In granting the relief, the staff cited representations made by the funds that each fund would comply with the conditions of Rule 486(b), sell all shares at a price no lower than the sum of the fund’s net asset value plus the per share commission or underwriting discount, and file a post-effective amendment through the normal staff review and comment process prior to any offering of its securities at a price below net asset value.

Contrary to the more typical situation where the relief granted in a no-action letter is available to third parties whose circumstances are substantially similar to those of the party originally requesting the relief, the staff’s response noted that, in light of the very fact specific nature of the funds’ request, the position in the letter applied only to the funds and no other entity may rely on it.  In addition, the staff warned that it could withdraw any assurance granted in the letter if the staff finds that a fund is misusing Rule 486(b) for any other reason.  The staff did, however, note that it would be willing to consider similar requests from other registered closed-end funds or business development companies.

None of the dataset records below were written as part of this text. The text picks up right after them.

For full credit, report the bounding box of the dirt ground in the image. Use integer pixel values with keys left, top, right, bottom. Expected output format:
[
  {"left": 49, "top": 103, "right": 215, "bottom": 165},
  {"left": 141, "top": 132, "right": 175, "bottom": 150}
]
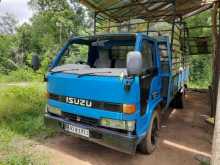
[{"left": 36, "top": 91, "right": 213, "bottom": 165}]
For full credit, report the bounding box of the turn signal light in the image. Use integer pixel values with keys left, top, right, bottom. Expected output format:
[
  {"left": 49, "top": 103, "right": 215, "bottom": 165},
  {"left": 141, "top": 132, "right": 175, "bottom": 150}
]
[{"left": 123, "top": 104, "right": 136, "bottom": 114}]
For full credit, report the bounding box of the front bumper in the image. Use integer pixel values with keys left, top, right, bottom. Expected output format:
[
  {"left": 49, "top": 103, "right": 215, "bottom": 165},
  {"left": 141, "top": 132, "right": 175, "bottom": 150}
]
[{"left": 44, "top": 113, "right": 138, "bottom": 154}]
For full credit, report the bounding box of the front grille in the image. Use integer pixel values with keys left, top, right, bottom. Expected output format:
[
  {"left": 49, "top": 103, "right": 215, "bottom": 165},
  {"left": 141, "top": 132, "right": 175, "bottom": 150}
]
[
  {"left": 62, "top": 112, "right": 99, "bottom": 126},
  {"left": 48, "top": 93, "right": 123, "bottom": 113}
]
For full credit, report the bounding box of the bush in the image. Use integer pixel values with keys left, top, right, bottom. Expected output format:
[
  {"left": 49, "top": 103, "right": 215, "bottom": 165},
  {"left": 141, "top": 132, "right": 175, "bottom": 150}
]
[{"left": 0, "top": 68, "right": 43, "bottom": 83}]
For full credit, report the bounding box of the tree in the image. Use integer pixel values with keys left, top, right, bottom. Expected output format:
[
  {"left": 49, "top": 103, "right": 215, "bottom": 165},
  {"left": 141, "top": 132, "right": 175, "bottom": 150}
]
[
  {"left": 29, "top": 0, "right": 70, "bottom": 12},
  {"left": 0, "top": 0, "right": 92, "bottom": 74},
  {"left": 0, "top": 14, "right": 18, "bottom": 73},
  {"left": 29, "top": 0, "right": 93, "bottom": 35},
  {"left": 0, "top": 13, "right": 18, "bottom": 34},
  {"left": 0, "top": 34, "right": 18, "bottom": 73},
  {"left": 24, "top": 0, "right": 92, "bottom": 71}
]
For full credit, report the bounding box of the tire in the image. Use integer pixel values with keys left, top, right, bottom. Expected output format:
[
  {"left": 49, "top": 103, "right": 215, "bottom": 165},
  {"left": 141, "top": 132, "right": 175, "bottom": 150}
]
[
  {"left": 172, "top": 91, "right": 184, "bottom": 109},
  {"left": 138, "top": 110, "right": 160, "bottom": 154}
]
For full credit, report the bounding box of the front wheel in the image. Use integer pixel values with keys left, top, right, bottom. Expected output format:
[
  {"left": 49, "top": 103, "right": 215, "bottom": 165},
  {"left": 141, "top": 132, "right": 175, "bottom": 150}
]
[{"left": 138, "top": 110, "right": 160, "bottom": 154}]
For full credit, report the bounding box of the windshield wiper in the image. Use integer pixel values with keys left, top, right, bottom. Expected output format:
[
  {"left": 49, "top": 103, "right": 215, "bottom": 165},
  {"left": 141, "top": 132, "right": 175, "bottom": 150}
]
[
  {"left": 77, "top": 71, "right": 112, "bottom": 78},
  {"left": 50, "top": 68, "right": 79, "bottom": 74}
]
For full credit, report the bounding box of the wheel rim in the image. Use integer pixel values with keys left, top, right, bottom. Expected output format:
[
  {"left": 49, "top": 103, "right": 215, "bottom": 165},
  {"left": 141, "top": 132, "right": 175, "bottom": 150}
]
[{"left": 151, "top": 120, "right": 158, "bottom": 145}]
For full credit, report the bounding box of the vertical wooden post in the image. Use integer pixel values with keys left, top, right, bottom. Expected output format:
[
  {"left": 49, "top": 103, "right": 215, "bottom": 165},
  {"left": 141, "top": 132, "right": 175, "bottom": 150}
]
[
  {"left": 108, "top": 18, "right": 111, "bottom": 32},
  {"left": 211, "top": 1, "right": 220, "bottom": 117},
  {"left": 146, "top": 22, "right": 150, "bottom": 36},
  {"left": 212, "top": 76, "right": 220, "bottom": 165},
  {"left": 171, "top": 0, "right": 177, "bottom": 52},
  {"left": 93, "top": 12, "right": 97, "bottom": 35},
  {"left": 212, "top": 1, "right": 220, "bottom": 165}
]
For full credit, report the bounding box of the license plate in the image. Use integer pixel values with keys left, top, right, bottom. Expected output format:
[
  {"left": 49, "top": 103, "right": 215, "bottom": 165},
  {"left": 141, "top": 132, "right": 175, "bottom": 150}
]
[{"left": 64, "top": 124, "right": 89, "bottom": 138}]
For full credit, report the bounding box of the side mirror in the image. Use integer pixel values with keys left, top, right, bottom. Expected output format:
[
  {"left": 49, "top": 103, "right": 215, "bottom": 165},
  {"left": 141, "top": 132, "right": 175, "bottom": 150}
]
[
  {"left": 31, "top": 55, "right": 40, "bottom": 71},
  {"left": 126, "top": 51, "right": 142, "bottom": 76}
]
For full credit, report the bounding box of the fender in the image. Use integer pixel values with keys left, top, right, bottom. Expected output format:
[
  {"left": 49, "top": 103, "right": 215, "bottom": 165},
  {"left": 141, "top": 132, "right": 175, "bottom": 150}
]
[
  {"left": 144, "top": 98, "right": 162, "bottom": 134},
  {"left": 137, "top": 98, "right": 162, "bottom": 142},
  {"left": 137, "top": 76, "right": 162, "bottom": 141}
]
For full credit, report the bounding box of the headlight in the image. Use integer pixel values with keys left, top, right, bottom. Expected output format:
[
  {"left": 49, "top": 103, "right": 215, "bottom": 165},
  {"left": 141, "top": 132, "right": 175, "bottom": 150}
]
[
  {"left": 46, "top": 105, "right": 62, "bottom": 116},
  {"left": 100, "top": 118, "right": 135, "bottom": 131}
]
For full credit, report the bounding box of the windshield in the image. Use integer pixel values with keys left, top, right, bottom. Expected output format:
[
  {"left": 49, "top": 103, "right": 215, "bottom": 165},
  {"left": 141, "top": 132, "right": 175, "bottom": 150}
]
[
  {"left": 59, "top": 43, "right": 135, "bottom": 68},
  {"left": 58, "top": 44, "right": 89, "bottom": 66},
  {"left": 52, "top": 35, "right": 136, "bottom": 76}
]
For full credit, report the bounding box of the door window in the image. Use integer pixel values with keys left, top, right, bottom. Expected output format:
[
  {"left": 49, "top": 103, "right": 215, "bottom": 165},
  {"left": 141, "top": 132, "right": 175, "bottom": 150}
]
[
  {"left": 141, "top": 41, "right": 154, "bottom": 71},
  {"left": 140, "top": 40, "right": 155, "bottom": 116}
]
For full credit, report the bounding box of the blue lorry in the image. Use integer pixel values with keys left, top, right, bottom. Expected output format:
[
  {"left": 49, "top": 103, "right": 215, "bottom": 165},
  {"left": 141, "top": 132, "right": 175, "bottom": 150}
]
[{"left": 44, "top": 33, "right": 188, "bottom": 154}]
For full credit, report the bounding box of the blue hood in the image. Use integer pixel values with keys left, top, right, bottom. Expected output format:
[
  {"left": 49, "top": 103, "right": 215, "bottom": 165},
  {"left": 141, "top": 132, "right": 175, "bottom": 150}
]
[{"left": 47, "top": 73, "right": 140, "bottom": 120}]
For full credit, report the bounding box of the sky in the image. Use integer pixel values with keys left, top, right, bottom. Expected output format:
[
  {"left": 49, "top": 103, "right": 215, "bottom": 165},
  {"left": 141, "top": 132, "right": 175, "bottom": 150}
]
[{"left": 0, "top": 0, "right": 33, "bottom": 24}]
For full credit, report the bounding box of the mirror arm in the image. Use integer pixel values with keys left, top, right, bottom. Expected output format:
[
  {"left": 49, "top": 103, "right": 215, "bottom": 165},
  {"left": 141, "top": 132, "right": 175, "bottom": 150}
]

FinCEN Issues Advisory Concerning Financial Exploitation of the Elderly

The Financial Crimes Enforcement Network (“FinCEN”) issued an advisory (the “Advisory”) to assist financial institutions in reporting on Suspicious Activity Reports (“SARs”) instances of financial abuse of the elderly.  The Advisory identifies certain “red flags” that can be indicators of financial exploitation of the elderly.  The Advisory notes two general categories of red flags.

The first category of red flags is “Erratic or unusual banking transactions, or changes in banking patterns,” which include the following:

  • frequent large withdrawals from an ATM;
  • uncharacteristic non-payment for services;
  • uncharacteristic attempts to wire large sums of money; and
  • closing certificates of deposit without regard to penalties. 

The second category of red flags is “Interactions with customers or caregivers,” which include the following:

  • a caregiver or other individual shows excessive interest in the elderly person’s finances or assets;
  • the elderly person shows an unusual degree of fear or submissiveness toward a caregiver;
  • the financial institution is unable to speak directly with the elderly person an elderly person’s financial management suddenly changes, such as through a change of power of attorney; and
  • an elderly person lacks knowledge about his financial status or shows a sudden reluctance to discuss financial matters.

With respect to suspicious activity reporting, the Advisory requests that in reporting instances of suspected financial abuse of the elderly, financial institutions first select the appropriate characterization on the SAR form and then include the term “elder financial exploitation” in the narrative section of the SAR.  The Advisory also notes that the potential victim of elder financial exploitation should not be reported as the subject of the SAR, but the victim’s name should be included in the narrative section of the SAR.